Sitka was the capitol of Russian Alaska, and there was a Russian Orthodox Church in the middle of town that burned down in the 60's, it was a huge fire. The bell melted, but was saved and recast into a new bell when the church was rebuilt. I thought that was cool. It was made of silver.
The Russian docks were long disintegrated, but at low tide you could walk out and collect handmade iron nails from the rotted timbers. I would bundle them 10 to a bundle and sell them to the tourists off the cruise ships, $1/bundle.
The Russians fought skirmishes with the Tlingits and Haidas, and I used to dig old bottles from around their fort sites. They were heavy drinkers even back then, lol.
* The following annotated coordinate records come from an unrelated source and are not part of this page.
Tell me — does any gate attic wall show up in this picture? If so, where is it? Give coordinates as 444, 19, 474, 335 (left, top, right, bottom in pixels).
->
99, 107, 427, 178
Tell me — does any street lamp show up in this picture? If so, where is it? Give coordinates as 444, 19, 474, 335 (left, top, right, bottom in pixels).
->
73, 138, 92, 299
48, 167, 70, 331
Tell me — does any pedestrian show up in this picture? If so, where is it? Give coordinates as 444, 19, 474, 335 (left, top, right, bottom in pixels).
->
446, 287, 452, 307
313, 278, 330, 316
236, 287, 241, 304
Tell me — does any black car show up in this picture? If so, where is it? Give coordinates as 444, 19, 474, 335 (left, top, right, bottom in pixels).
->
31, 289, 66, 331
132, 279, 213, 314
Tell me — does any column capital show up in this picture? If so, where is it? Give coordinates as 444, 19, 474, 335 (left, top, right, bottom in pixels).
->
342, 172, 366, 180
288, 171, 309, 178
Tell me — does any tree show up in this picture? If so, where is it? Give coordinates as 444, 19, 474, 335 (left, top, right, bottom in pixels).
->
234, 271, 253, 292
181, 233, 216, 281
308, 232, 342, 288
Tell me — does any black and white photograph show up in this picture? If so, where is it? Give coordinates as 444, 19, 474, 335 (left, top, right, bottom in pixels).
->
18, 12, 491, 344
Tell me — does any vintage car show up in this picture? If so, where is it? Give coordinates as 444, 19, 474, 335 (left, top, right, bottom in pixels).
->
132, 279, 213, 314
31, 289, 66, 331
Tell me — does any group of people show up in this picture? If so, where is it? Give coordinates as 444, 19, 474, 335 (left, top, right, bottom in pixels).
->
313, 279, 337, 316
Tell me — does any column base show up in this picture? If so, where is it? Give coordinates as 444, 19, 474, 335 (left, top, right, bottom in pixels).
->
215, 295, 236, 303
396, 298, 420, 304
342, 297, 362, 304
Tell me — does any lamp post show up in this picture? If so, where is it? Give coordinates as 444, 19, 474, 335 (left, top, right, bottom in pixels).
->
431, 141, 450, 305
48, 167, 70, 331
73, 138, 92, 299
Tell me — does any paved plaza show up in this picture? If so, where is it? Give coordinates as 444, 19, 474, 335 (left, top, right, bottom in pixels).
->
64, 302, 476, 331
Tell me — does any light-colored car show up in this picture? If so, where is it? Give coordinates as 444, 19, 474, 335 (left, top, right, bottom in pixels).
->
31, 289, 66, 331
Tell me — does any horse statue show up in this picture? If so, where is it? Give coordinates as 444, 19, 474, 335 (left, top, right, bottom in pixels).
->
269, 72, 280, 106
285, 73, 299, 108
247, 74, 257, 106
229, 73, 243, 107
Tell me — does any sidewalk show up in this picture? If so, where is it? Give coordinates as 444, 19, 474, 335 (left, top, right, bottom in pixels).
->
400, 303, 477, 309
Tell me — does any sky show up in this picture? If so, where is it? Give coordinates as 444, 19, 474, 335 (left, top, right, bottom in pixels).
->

Castle Hill had a ring of cannon overlooking Sitka Sound to the west, and there was a blockhouse that overlooked the channel to the north that also had cannon- we used to climb up to the ports and crawl inside and mess around. Sadly the cannon have all been removed, I don't know what became of them. I think Castle Hill has one in display piece in the center, but there used to be like 8 or 10 of them in a semicircle facing out.
In the 90's and 2000's, Russia was trying to raise hard currency, and you could buy religious relics at bargain prices from the Russia-Alaska Company. My brother bought a beautiful relic of the Virgin Mary in 2002. They stopped doing that after a few years, and are trying to get that stuff back now.